In conclusion, the present study demonstrates smaller pupil diameters under different luminance levels as well as a higher speed of pupil dilation in malnourished children. Early recognition of these changes in the pupillary responses may be a sign of preventing malnutrition-related ocular pathologies. Thus, more detailed data are needed to clarify pupil characteristics in children with ocular symptoms. Further studies should also elaborate on the reversibility of these outcomes before and after treatment in malnourished children.
Footnotes
Ethical approval
Ethical approval was obtained from the Ethics Committee of Alanya Alaaddin Keykubat University, Approval Date: 18.10.2023 Approval number: 10354421-2023/14-18 and The study was designed to adhere to the Declaration of Helsinki. Informed consent was obtained from each parent or legal guardian before the examination.
Author contribution
All authors attest that they meet the current ICMJE requirements to qualify as authors.

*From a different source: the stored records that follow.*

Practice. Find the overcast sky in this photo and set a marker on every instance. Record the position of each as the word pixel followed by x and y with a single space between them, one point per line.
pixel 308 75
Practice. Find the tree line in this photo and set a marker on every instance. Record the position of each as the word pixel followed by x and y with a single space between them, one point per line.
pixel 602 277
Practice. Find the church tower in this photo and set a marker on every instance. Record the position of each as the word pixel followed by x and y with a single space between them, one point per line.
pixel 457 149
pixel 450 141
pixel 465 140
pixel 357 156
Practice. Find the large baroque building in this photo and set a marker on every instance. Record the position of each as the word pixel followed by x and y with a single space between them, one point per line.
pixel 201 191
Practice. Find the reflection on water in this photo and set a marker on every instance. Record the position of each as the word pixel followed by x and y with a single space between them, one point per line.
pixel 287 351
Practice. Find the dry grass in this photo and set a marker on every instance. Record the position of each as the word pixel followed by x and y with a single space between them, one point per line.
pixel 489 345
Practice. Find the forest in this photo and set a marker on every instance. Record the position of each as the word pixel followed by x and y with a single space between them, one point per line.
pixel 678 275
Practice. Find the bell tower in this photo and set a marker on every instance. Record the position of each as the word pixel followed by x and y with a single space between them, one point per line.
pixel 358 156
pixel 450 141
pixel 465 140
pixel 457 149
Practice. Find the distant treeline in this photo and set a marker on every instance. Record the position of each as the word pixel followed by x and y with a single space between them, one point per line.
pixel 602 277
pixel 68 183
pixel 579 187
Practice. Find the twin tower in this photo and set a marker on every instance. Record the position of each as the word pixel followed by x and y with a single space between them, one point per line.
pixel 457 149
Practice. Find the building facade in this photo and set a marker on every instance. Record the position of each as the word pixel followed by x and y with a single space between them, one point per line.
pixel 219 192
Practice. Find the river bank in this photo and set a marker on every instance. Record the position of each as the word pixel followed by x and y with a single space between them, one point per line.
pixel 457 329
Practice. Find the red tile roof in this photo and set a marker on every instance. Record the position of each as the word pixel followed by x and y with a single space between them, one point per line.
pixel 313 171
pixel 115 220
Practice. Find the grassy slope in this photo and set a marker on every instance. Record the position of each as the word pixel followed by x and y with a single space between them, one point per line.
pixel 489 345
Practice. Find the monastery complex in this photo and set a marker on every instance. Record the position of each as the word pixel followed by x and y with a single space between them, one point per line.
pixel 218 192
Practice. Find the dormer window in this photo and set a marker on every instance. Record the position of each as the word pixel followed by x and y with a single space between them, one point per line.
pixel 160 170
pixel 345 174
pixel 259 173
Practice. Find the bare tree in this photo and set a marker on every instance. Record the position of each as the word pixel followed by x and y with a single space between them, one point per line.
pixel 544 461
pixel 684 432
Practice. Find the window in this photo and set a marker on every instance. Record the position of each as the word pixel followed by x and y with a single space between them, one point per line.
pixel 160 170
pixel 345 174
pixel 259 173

Contributions of authors: design of the study (DOK); conduct of the study (DOK,FY); collection and management of data (EYŞ,BY); analysis and interpretation of data (DOK); preparation of manuscript (DOK,FY); review or approval of manuscript (EYŞ,BY).
Funding
The authors received no financial support for the research, authorship, and/or publication of this article.
Declaration of conflicting interests
The authors declared no potential conflicts of interest with respect to the research, authorship, and/or publication of this article.
Data availability statement
The datasets generated and/or analyzed in the current study are available from the corresponding author upon reasonable request. Data are not publicly available, and further enquiries can be directed to the corresponding author.